Sample of a Present Value Table That Assumes Equal Periodic Investments of $1 Number of Interest Rate ( i ) Periods (n) 6% 8% 10% 1 0.9434 0.9259 0.9091 3 2.6730 2.5571 2.4869 10 7.3601 6.7101 6.1446 20 11.4699 9.8181 8.5136 30 13.7648 11.2578 9.4268 40 15.0463 11.9246 9.7791
Example: Finding Present Values of an Annuity • Once again, we will use the PV table. • Example: What is the present value of $500 to be received at the end of each of the next 20 years, assuming a 10% interest rate (ordinary annuity)? • Find the PV of $1 annuity for n = 20 and i = 10% ; it is 8.5136 • Multiply 8.5136 by $500 = $4,256.80 • If payments were made at the beginning of the period (annuity due): • PV(AD) = PV(OA) × (1 + i) = $4256.80 × 1.10 = $4,682.48
More Applications of Future and Present Values • For all of the problems that we have solved, we have assumed an interest rate and a number of periods. • It is possible to find either the interest rate or the number of periods if both the present and future values are known. • If we express the relationships between PV and FV: • FV = (FV of $1 factor: n, i) × PV
More Applications of Future and Present Values (Example) • If we want to have $100,000 in 30 years but we only have $10,000 to invest now, what interest rate would we need to earn to make this goal possible? • FV = (FV of $1 factor: n, i) × PV • 100,000 = (FV of $1 factor: n, i) × 10,000 • Solve for the unknown: (FV of $1 factor: n, i) = 10 • Look at the table for 30 years. The interest rate of 8% has a factor of 10.0620; therefore, i = 8%
Goal Planning • Time value of money techniques are useful for estimating required funds to meet future goals. • The first step in planning is to identify specific goals. • What is the particular goal? • When do you plan to achieve the goal? • How much will need to be saved currently or each year? • Inflation must be considered since most goals are long-term. • Determine how much must be saved each year to achieve these goals.

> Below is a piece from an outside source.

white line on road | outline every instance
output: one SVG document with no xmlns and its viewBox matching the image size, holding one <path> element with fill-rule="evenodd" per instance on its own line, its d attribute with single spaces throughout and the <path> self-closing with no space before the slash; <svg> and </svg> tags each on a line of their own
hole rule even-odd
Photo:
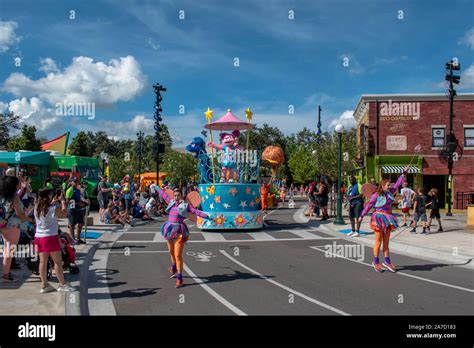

Discussion Questions • What is meant by the term future value? • What is the relationship between future values and present values? • How is an annuity different from a single payment? • How can the concepts covered in this chapter help an individual to achieve future financial goals? • What are some simple steps that individuals could take to begin increasing their annual savings?